I filled the Tomcat with a Bravo 8 bellows foot pump. I did use all my weight on the pump but I read somewhere that those pumps can only go up to 3-3.7 psi. If I got it that high I figured it would drop back down when I put the boat in the water and it cooled down. It was in the water continuously for at least an hour before the failure occurred.

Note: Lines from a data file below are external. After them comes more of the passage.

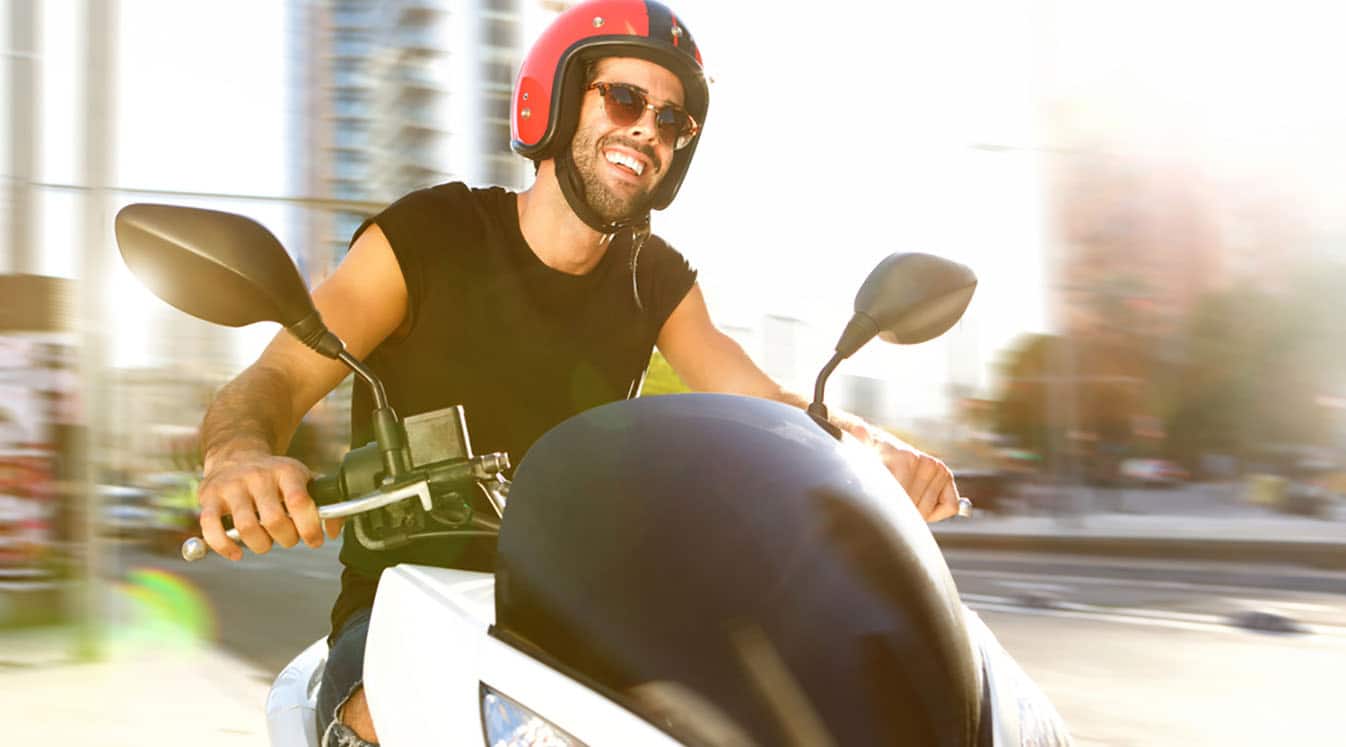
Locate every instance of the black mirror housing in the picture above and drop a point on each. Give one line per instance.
(218, 267)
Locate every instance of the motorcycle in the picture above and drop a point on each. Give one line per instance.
(681, 570)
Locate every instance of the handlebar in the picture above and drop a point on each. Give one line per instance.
(329, 493)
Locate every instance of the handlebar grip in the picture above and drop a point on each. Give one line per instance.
(326, 490)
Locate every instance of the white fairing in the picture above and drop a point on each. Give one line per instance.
(428, 653)
(292, 699)
(1022, 714)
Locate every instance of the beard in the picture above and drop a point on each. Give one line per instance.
(602, 199)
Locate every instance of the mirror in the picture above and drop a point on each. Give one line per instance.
(906, 299)
(214, 265)
(909, 299)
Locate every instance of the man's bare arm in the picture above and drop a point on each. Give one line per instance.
(711, 361)
(255, 416)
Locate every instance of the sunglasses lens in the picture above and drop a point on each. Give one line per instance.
(623, 105)
(675, 127)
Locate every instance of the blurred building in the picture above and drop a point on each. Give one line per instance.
(401, 94)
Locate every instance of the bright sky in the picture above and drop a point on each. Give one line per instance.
(833, 137)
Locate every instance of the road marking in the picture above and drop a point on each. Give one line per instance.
(1035, 586)
(1300, 606)
(1151, 583)
(1131, 615)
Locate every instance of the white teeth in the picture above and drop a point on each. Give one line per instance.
(613, 156)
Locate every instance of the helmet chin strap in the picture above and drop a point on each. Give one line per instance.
(572, 187)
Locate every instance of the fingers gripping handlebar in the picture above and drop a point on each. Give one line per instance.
(329, 493)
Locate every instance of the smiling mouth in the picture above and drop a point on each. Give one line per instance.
(625, 162)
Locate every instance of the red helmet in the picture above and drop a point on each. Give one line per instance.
(547, 93)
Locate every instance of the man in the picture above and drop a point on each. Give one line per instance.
(525, 308)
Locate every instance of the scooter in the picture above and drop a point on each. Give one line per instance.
(699, 570)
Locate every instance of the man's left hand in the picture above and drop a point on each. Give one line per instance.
(926, 479)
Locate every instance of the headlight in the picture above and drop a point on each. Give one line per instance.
(509, 724)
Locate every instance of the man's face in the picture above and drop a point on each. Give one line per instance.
(606, 152)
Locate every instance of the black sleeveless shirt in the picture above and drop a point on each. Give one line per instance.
(520, 345)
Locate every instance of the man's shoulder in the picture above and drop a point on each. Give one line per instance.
(452, 194)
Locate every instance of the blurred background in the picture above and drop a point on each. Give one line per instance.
(1146, 400)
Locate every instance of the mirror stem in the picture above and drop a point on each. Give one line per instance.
(388, 430)
(819, 411)
(362, 372)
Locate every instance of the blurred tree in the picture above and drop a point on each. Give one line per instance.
(1256, 365)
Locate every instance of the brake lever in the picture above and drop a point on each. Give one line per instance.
(195, 548)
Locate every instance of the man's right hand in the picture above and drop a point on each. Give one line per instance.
(268, 500)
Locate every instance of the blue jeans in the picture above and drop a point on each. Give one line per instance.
(342, 676)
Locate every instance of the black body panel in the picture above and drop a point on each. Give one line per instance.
(716, 543)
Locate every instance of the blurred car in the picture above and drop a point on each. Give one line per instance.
(176, 513)
(23, 530)
(125, 512)
(1151, 473)
(987, 489)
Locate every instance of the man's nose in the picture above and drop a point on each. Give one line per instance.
(645, 127)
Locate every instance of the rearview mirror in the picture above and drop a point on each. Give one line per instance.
(909, 299)
(906, 299)
(218, 267)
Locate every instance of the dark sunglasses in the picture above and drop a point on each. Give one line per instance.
(626, 104)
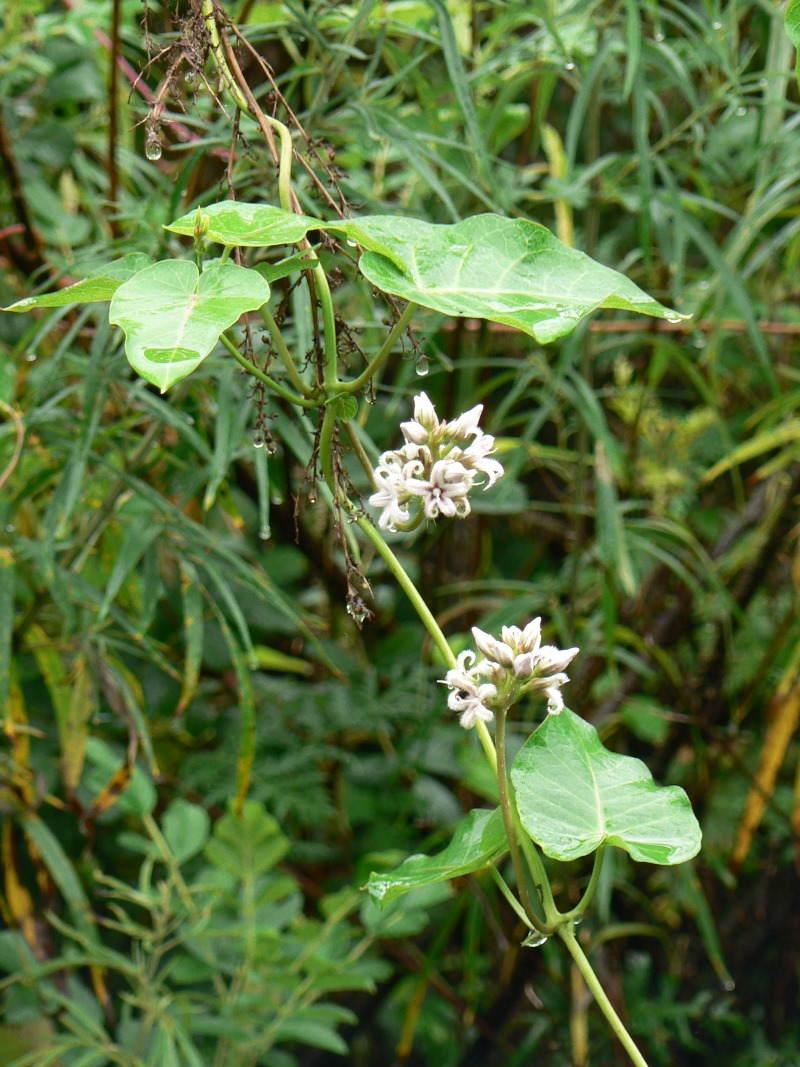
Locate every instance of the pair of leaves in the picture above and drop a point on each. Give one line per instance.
(573, 795)
(510, 271)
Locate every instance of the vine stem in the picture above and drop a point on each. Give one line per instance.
(507, 803)
(566, 933)
(283, 351)
(269, 382)
(357, 383)
(428, 620)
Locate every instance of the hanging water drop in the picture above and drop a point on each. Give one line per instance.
(153, 146)
(533, 940)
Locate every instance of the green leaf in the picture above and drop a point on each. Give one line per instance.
(574, 795)
(186, 829)
(248, 225)
(506, 270)
(793, 29)
(249, 844)
(99, 286)
(173, 316)
(478, 841)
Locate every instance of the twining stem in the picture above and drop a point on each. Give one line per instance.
(325, 445)
(508, 807)
(269, 382)
(566, 933)
(283, 351)
(357, 383)
(579, 910)
(500, 882)
(428, 620)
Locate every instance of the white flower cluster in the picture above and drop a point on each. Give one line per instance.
(436, 466)
(513, 666)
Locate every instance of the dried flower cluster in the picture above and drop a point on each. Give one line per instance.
(513, 666)
(435, 468)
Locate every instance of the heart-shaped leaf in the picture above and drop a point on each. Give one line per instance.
(99, 286)
(506, 270)
(574, 795)
(173, 316)
(248, 225)
(477, 843)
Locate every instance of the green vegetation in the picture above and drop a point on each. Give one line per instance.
(218, 680)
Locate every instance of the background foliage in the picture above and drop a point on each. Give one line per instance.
(172, 600)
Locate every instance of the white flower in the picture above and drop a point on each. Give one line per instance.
(425, 425)
(468, 696)
(466, 425)
(444, 491)
(390, 481)
(433, 467)
(492, 649)
(476, 458)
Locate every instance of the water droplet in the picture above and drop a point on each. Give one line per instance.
(533, 940)
(153, 146)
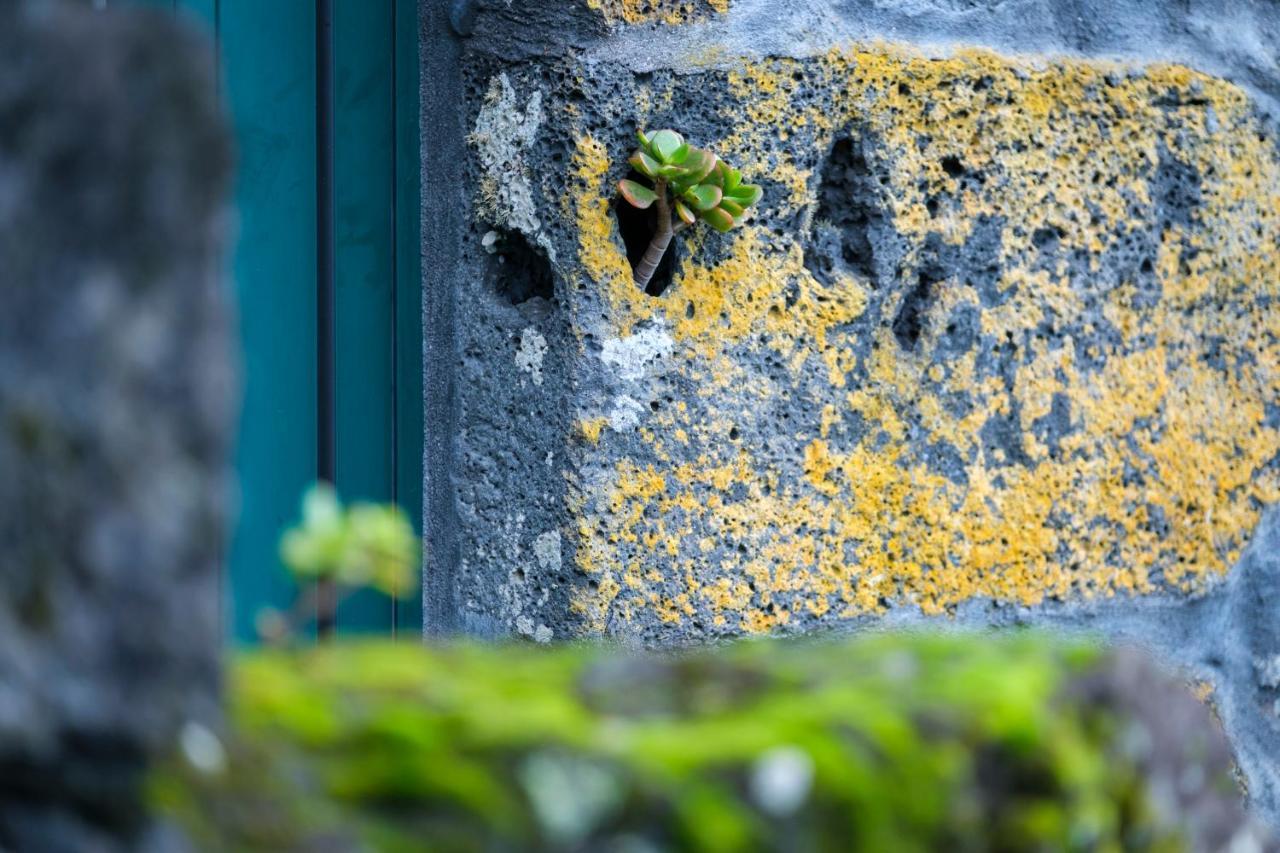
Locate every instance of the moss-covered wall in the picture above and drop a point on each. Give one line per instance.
(891, 743)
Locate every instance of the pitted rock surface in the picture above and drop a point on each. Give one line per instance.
(115, 402)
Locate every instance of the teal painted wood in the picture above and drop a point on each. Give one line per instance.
(266, 58)
(270, 82)
(408, 295)
(364, 263)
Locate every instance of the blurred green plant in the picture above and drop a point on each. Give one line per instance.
(334, 551)
(700, 186)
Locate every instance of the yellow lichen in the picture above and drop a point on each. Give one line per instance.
(668, 12)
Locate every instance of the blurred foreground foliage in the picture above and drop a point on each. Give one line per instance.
(882, 743)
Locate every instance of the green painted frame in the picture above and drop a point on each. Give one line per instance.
(268, 69)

I don't put any grease on the zippers and I have never opened them. I do rinse the whole kayak down with a hose after every outing.


----------



## raymod2 (Jul 22, 2010)

@Dave: yes, the ends of the zippers are secured with a piece of string wrapped around twice and knotted. These strings were present and intact after the failure. I think those strings are just there to prevent you from pulling the zipper car all the way off the zipper. There is no stress on that part of the zipper.


----------



## raymod2 (Jul 22, 2010)

@bookmillone: My girlfriend had just swum at Sunshine rapid (through the hole on the right at the bottom of the rapid) and two other places. I was being a good sport because my time was due.


----------



## bigben (Oct 3, 2010)

right on sheena. thanks for the tips!!!


----------



## raymod2 (Jul 22, 2010)

I contacted Aire's customer service and they were very accommodating. They are sending me a new IK in exchange for the old one so they can examine it to determine if there was anything wrong with it. It sounds like this type of failure is very uncommon and they are interested in finding out the root cause. For my part I am purchasing a pressure gauge so I can be sure to avoid overinflation. I'll be curious to find out how much pressure my foot pump actually generates.


----------



## AIRE Inc. (Feb 11, 2011)

Sweet! We are looking forward to getting that Tomcat back in the shop. Your boat was definitely still under warranty which really make the process go smoothly through our system. FYI on the pressure gauge, we recommend around 2.5 psi for running pressure.

Peace,
Sheena


----------



## Mike Hartley (May 1, 2006)

I had this happen years ago on a new Force XL. It was clearly over inflation on my part. I was pumping it up when BAM!. Couldn't believe how loud it was. The zipper split full length and out came the bladder. Once I deflated it I was able to get the zipper to work again and never had another problem. I called Aire and they just said to make sure all of the zipper teeth were meshed together. I'm a little bummed that they didn't offer me a new boat!


----------



## spthomson (Oct 18, 2003)

Kudos to AIRE for their responsiveness. Very cool to have a rep posting in the thread.


----------